Je suis convaincu que pour réussir à mener une politique anti-terroriste efficace, il faut aller plus loin, coordonner les efforts de chacun, c’est pourquoi une mobilisation d’ampleur est nécessaire dans tous les corps de l’Etat. Nous devrions nous inspirer de l’Italie qui avait mis en place des commissions anti-mafia associant toutes les partis-prenantes (justice, police etc) et ont eu des résultats très significatifs, c’est pour cette raison que je préconise la création en France d’une Commission de lutte contre le terrorisme associant des élus, des magistrats, des représentants des forces de l’ordre et du renseignement ainsi que des personnalités de la société civile expertes de ces questions, je décrirai cette proposition plus en détail lors d’un prochain billet de blog.

Que les forces de l’ordre et de renseignement aient les moyens de faire leur devoir

Nous devons également donner les moyens aux forces de l’ordre et de renseignement de faire leur travail, ils sont le bouclier de la République, nous devons le renforcer plus que jamais et recruter des milliers d’agents de terrain, il est temps d’arrêter de réduire le nombre de fonctionnaires qui chaque jour œuvrent pour nous protéger.

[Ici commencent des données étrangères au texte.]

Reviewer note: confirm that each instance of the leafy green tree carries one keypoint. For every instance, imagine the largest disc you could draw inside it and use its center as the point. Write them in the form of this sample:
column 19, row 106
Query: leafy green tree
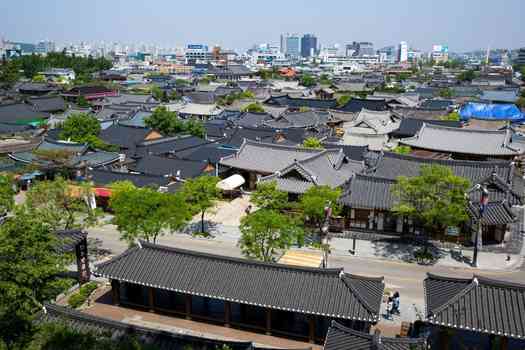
column 343, row 100
column 28, row 268
column 314, row 202
column 201, row 194
column 446, row 93
column 39, row 78
column 268, row 196
column 435, row 198
column 307, row 80
column 62, row 206
column 7, row 193
column 401, row 149
column 452, row 116
column 254, row 108
column 145, row 213
column 312, row 142
column 9, row 73
column 82, row 102
column 265, row 231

Mais attention, donner les moyens humains, judiciaires et matériels aux forces de l’ordre et de renseignement de remplir leur rôle ne signifie certainement pas leur donner carte blanche, sans aucun contre-pouvoir ni contrôle judiciaire sur leur action, pas plus que cela ne veut dire tomber dans un état policier en sacrifiant nos libertés publiques, car comme le dit la célèbre citation :

« Un peuple prêt à sacrifier un peu de liberté pour un peu de sécurité ne mérite ni l’une ni l’autre, et finit par perdre les deux. » Benjamin Franklin

Demandons la justice, prenons des décisions efficaces pour défendre la France, mais soyons attentifs à éviter la démagogie et à ne pas tomber dans le piège de mesures faussement sécuritaires mais réellement liberticides qui ne nous protègent pas, mais au contraire fragilisent la société et nous rendent ainsi plus vulnérables.

Bien d’autres propositions mériteraient d’être détaillées et débattues comme par exemple la pertinence symbolique d’une peine d’indignité nationale ou bien encore le rôle que devrait jouer les géants du numérique comme Google, Facebook ou Twitter dans la lutte contre le terrorisme et leur responsabilité en cas d’inaction. Mais ce texte commence déjà à être long, j’aurai certainement l’occasion de le développer dans mes prochains billets de blog.

Et nous les citoyens, la société civile, que pouvons nous faire pour lutter contre le terrorisme ?

Le meilleur moyen de lutter contre le terrorisme est de refuser de céder à la peur, d’obliger les élus à faire leur devoir, de veiller à ne pas diviser la société française en ne faisant pas d’amalgame, de favoriser le vivre ensemble pour montrer un front uni face à l’obscurantisme et surtout de continuer àvivre normalement, car si nous changions nos habitudes, si nous restions cloitrés chez nous dans l’inquiétude, ce serait une victoire que nous donnerions à ces barbares terroristes et nous ne devons pas leur offrir cette joie.

Lors de la tuerie de Janvier nous disions “Je suis Charlie” pour symboliser notre volonté de défendre la liberté d’expression et la laïcité, aujourd’hui nous disons “Nous sommes la France” pour défendre nos valeurs républicaines et notre modèle de société ouverte.

Face à la barbarie nous ne baisserons pas la tête, au contraire, restons nous mêmes, soyons solidaires et tous ensemble faisons vivre au quotidien les valeurs de notre République : Liberté, Égalité, Fraternité.